O filme “Sociedade dos poetas mortos” termina e acaba com os seus medos diante do futuro de todas as vidas.
O sono tomou conta dos meus pensamentos. Sonhei com uma montanha amarela. Escalei-a. Em seu topo estava Deus, lindo, sorridente, dizendo-me: “o meu verdadeiro nome é liberdade”!
Receita
CHOCOLATE QUENTE CREMOSO
INGREDIENTES:
50 g açúcar cristal;
125 ml de água;
2 canela em pau;
12 cravo seco;
50 ml de conhaque ou rum ou whisk ou licor;
6 g cacau em pó;
200 g chocolate meio amargo;
500 ml leite desnatado ou integral;
6 g amido de milho;
30 ml deágua;
5 ml essência de baunilha;
creme de leite fresco/pasteurizado(para decoração, opcional);
cacau em pó (para decoração, opcional).
MODO DE PREPARO:
Caramelize o açúcar em uma panela larga em fogo médio até ficar com um tom âmbar e sem cristais de açúcar, cerca de 5-6 minutos. Pode mexer de tempos em tempos.
Adicione 125mL de água com cuidado, irá borbulhar bastante. Coloque canela, cravo e continue a cozinhar por mais 5-6 minutos ou até reduzir cerca de 1/3.
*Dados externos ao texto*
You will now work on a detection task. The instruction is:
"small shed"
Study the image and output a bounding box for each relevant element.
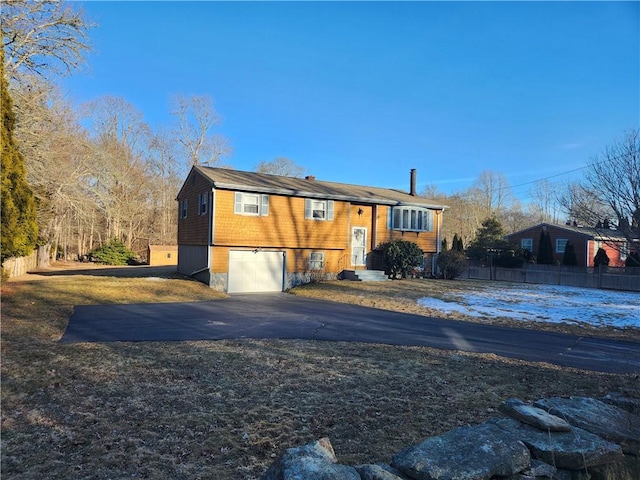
[148,245,178,266]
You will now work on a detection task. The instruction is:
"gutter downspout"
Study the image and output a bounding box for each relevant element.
[433,209,443,274]
[207,188,214,286]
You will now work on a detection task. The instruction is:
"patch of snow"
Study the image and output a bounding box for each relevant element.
[418,284,640,328]
[146,277,166,281]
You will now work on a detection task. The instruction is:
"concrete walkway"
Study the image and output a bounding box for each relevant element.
[61,293,640,374]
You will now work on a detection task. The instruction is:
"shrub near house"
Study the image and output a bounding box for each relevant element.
[377,240,424,279]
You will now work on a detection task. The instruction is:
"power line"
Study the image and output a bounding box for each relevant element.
[503,154,623,193]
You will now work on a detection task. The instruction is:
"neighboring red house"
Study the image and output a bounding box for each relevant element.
[505,223,633,267]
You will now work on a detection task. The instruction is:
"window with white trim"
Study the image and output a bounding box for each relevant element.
[521,238,533,252]
[620,242,629,261]
[179,199,188,219]
[198,193,208,215]
[234,192,269,216]
[309,252,325,270]
[305,199,334,220]
[556,239,568,254]
[389,207,433,232]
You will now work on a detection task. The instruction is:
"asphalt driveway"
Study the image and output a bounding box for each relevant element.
[61,293,640,374]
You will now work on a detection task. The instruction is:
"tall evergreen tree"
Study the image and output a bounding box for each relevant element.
[537,230,554,264]
[562,241,578,266]
[466,217,509,261]
[452,233,464,252]
[593,248,610,268]
[1,46,39,261]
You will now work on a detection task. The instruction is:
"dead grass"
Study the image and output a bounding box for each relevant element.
[2,264,639,479]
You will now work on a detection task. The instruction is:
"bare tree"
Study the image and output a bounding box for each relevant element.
[255,157,306,177]
[147,130,181,245]
[1,0,94,82]
[561,130,640,245]
[470,170,516,216]
[528,179,562,224]
[420,190,478,248]
[83,96,152,249]
[10,77,96,258]
[171,94,232,170]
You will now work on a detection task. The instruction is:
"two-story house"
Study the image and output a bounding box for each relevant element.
[176,166,447,293]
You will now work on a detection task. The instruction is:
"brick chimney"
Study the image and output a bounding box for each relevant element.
[410,169,417,196]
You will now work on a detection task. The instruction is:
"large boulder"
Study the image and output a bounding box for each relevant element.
[260,437,360,480]
[499,398,572,432]
[491,417,624,470]
[391,421,530,480]
[534,397,640,455]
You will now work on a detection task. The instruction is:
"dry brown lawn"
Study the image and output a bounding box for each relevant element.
[2,263,638,479]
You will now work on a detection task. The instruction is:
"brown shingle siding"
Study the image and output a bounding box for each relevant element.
[177,166,447,289]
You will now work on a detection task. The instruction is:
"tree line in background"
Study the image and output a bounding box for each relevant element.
[1,1,638,269]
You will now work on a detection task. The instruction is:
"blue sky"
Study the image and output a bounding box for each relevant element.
[63,1,639,201]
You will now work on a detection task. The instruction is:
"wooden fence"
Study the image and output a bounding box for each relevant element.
[2,245,51,279]
[466,263,640,292]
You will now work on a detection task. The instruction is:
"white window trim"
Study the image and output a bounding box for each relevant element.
[234,192,269,216]
[305,199,334,221]
[308,251,325,270]
[556,239,568,254]
[521,238,533,252]
[389,206,434,232]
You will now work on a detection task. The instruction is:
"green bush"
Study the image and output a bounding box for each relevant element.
[494,249,529,268]
[562,241,578,266]
[537,230,554,265]
[626,251,640,268]
[437,250,467,280]
[377,240,424,279]
[89,239,137,266]
[593,248,610,268]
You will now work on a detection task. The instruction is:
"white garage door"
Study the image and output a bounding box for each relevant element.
[227,250,284,293]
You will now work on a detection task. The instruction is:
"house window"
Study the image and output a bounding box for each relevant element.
[556,239,568,254]
[521,238,533,252]
[179,199,188,219]
[234,192,269,216]
[167,253,172,259]
[198,193,208,215]
[305,199,334,220]
[620,242,628,261]
[390,207,433,232]
[309,252,325,270]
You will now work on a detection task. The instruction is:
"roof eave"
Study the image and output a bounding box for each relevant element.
[213,181,447,209]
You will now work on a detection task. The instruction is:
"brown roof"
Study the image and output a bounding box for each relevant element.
[190,166,447,209]
[506,223,630,242]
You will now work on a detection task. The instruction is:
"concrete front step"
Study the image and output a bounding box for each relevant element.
[342,269,389,282]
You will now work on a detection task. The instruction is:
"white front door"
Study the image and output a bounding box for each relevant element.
[351,227,367,266]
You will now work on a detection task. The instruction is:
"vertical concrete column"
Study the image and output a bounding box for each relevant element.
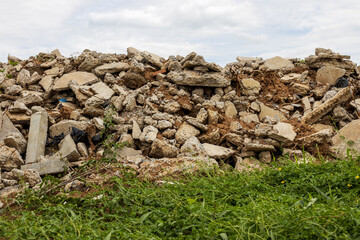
[25,112,48,164]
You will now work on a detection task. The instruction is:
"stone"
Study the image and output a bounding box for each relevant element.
[280,73,302,84]
[0,145,24,171]
[164,101,181,114]
[167,70,231,87]
[25,112,48,164]
[21,157,68,175]
[8,101,29,114]
[53,72,98,91]
[16,69,30,86]
[23,169,42,187]
[301,87,352,124]
[245,142,276,152]
[49,120,89,138]
[77,142,88,157]
[5,85,22,95]
[4,132,27,154]
[123,72,147,89]
[138,156,218,180]
[94,62,130,76]
[196,108,208,124]
[240,114,259,124]
[259,151,272,163]
[269,122,297,143]
[224,133,243,146]
[149,139,178,158]
[234,156,262,172]
[90,82,115,100]
[259,103,286,122]
[229,121,242,132]
[180,137,206,156]
[141,51,163,68]
[186,118,208,132]
[64,180,85,192]
[332,119,360,158]
[132,120,142,140]
[292,83,310,95]
[113,146,142,158]
[139,126,158,143]
[263,56,295,72]
[57,135,81,162]
[127,47,143,61]
[39,75,54,92]
[316,66,346,85]
[0,114,16,141]
[298,129,332,147]
[157,120,172,130]
[240,78,261,95]
[202,143,235,159]
[225,101,238,118]
[175,123,201,145]
[250,102,261,112]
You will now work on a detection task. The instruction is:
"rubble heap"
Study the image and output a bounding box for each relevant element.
[1,47,360,200]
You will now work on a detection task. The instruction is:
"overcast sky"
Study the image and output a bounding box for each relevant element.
[1,0,360,66]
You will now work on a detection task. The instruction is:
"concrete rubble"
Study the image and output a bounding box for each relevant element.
[1,46,360,199]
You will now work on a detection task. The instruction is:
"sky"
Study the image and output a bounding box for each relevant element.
[0,0,360,66]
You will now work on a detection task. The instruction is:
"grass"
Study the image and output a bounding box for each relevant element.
[1,157,360,239]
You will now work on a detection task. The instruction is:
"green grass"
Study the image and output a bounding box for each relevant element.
[1,157,360,239]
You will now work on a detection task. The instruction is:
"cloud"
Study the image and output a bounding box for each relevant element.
[0,0,359,66]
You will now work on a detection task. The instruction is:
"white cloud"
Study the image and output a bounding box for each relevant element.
[0,0,360,65]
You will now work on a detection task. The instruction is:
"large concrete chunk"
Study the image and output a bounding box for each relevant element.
[301,87,352,125]
[49,120,89,138]
[94,62,130,76]
[25,112,48,164]
[263,56,294,72]
[202,143,235,159]
[259,103,286,122]
[316,66,345,85]
[167,70,230,87]
[21,158,68,175]
[90,82,115,100]
[58,135,81,162]
[0,145,24,171]
[53,72,98,91]
[332,119,360,158]
[269,122,297,143]
[175,123,201,145]
[0,111,22,142]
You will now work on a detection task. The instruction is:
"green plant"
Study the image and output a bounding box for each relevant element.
[6,73,13,79]
[8,59,18,66]
[0,68,5,73]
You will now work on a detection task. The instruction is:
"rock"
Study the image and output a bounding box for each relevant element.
[49,120,89,138]
[240,78,261,95]
[280,73,302,84]
[263,56,294,72]
[316,66,346,85]
[21,157,68,175]
[9,101,30,114]
[16,69,30,86]
[180,137,206,156]
[39,75,54,92]
[167,70,230,87]
[245,142,276,152]
[77,142,88,157]
[229,121,242,132]
[141,51,163,68]
[127,47,143,61]
[94,62,130,76]
[259,151,272,163]
[53,72,98,91]
[0,145,24,171]
[298,129,332,147]
[5,85,22,95]
[225,101,238,118]
[292,83,310,96]
[157,120,172,130]
[196,108,208,124]
[259,103,286,122]
[301,87,352,124]
[149,139,178,158]
[202,143,235,159]
[164,101,181,114]
[175,123,201,145]
[113,146,142,158]
[93,117,104,130]
[25,112,48,164]
[23,169,42,187]
[332,119,360,158]
[234,156,262,172]
[137,156,218,180]
[269,122,297,143]
[0,111,21,142]
[64,180,86,192]
[57,134,81,162]
[186,118,208,132]
[90,82,115,100]
[123,72,147,89]
[139,126,158,143]
[4,132,27,154]
[132,120,142,140]
[240,113,259,124]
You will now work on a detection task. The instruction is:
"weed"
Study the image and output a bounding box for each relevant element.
[6,73,13,79]
[0,68,5,73]
[8,59,18,66]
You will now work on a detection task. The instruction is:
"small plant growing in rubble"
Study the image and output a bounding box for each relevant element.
[8,59,18,66]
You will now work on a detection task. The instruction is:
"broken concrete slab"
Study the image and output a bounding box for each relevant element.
[175,123,201,145]
[167,70,231,87]
[316,66,346,85]
[0,145,24,171]
[53,72,98,91]
[0,111,22,142]
[301,87,352,125]
[49,120,89,138]
[57,135,81,162]
[269,122,297,143]
[4,132,27,154]
[21,157,68,175]
[259,103,286,122]
[202,143,235,159]
[25,112,48,164]
[149,139,178,158]
[90,82,115,100]
[263,56,294,72]
[94,62,130,76]
[332,119,360,158]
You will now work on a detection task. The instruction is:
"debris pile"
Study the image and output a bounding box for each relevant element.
[1,47,360,201]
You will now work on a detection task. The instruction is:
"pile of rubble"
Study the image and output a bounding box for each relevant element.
[1,47,360,201]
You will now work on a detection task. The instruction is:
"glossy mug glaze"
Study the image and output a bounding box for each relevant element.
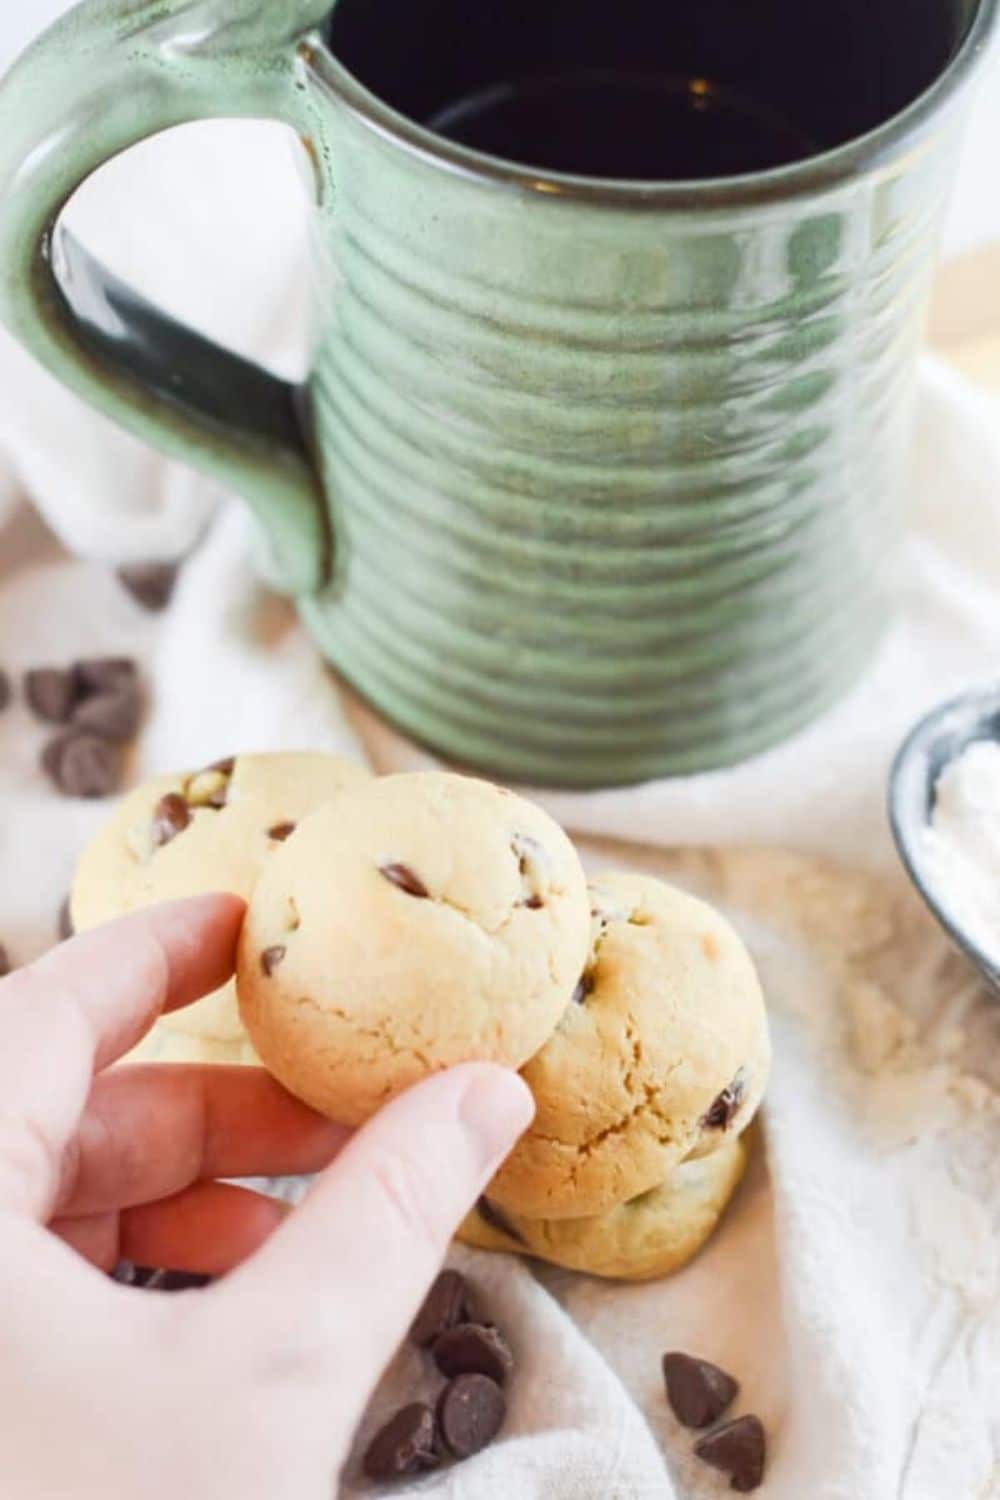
[0,0,995,786]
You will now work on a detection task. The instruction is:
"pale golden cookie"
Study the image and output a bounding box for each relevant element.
[459,1135,748,1281]
[485,871,770,1220]
[72,752,369,1060]
[237,772,590,1125]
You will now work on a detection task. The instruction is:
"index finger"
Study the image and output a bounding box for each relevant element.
[0,895,244,1220]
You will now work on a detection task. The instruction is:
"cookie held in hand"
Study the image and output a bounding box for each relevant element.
[237,772,591,1125]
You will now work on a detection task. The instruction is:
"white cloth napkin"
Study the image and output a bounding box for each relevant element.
[0,120,997,1499]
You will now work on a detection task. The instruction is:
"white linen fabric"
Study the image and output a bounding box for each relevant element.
[0,108,996,1499]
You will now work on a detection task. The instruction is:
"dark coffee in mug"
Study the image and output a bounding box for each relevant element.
[327,0,970,179]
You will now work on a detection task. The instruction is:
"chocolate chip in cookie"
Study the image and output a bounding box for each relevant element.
[433,1323,514,1386]
[152,793,192,848]
[261,945,287,976]
[363,1402,441,1480]
[0,944,12,978]
[42,733,122,799]
[436,1374,505,1460]
[702,1070,748,1131]
[662,1352,739,1429]
[410,1270,474,1349]
[694,1415,766,1492]
[379,862,429,899]
[268,821,297,843]
[26,668,78,725]
[58,896,74,941]
[572,972,595,1005]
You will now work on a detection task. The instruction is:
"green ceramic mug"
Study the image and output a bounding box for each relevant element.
[0,0,995,787]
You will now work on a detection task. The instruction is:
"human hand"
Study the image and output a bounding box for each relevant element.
[0,896,533,1498]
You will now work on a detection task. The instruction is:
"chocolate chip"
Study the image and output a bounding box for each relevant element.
[209,756,236,775]
[58,896,74,940]
[379,862,429,899]
[268,821,296,843]
[73,657,138,696]
[475,1197,525,1246]
[0,670,11,712]
[363,1403,441,1480]
[694,1415,766,1492]
[522,894,545,910]
[42,734,121,799]
[72,680,143,743]
[437,1374,505,1460]
[261,945,286,976]
[663,1352,739,1429]
[117,562,179,613]
[110,1264,213,1291]
[25,668,78,724]
[702,1071,748,1131]
[142,1269,214,1292]
[0,945,12,978]
[410,1270,473,1349]
[152,793,191,847]
[572,973,595,1005]
[433,1323,514,1386]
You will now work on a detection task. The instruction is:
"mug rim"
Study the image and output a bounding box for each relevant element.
[305,0,999,207]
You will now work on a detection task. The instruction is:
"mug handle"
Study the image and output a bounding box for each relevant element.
[0,0,336,596]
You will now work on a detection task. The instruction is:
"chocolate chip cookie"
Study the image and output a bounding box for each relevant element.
[236,772,590,1124]
[459,1135,749,1281]
[484,871,770,1219]
[71,752,370,1061]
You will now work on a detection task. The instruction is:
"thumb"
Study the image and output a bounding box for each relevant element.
[230,1064,533,1398]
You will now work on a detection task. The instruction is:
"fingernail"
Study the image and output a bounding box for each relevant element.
[458,1067,535,1172]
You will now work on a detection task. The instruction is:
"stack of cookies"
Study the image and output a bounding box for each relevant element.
[72,756,769,1282]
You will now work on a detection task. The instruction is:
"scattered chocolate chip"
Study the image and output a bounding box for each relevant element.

Acrescente conhaque (se usar) e cacau em pó, misture bem. Deixe ferver por mais 2-3 minutos.
Coloque o chocolate meio amargo e misture ligeiramente.
Adicione o leite e misture bem para dissolver todo o chocolate.
Dissolva o amido com os 30ml de água em uma tigela pequena, então, adicione na panela.
Cozinhe o chocolate quente até ferver, mexendo sendo, ou até ficar levemente mais espesso, cerca de 2-3 minutos.
Sirva com creme de leite batido e polvilhe cacau em pó.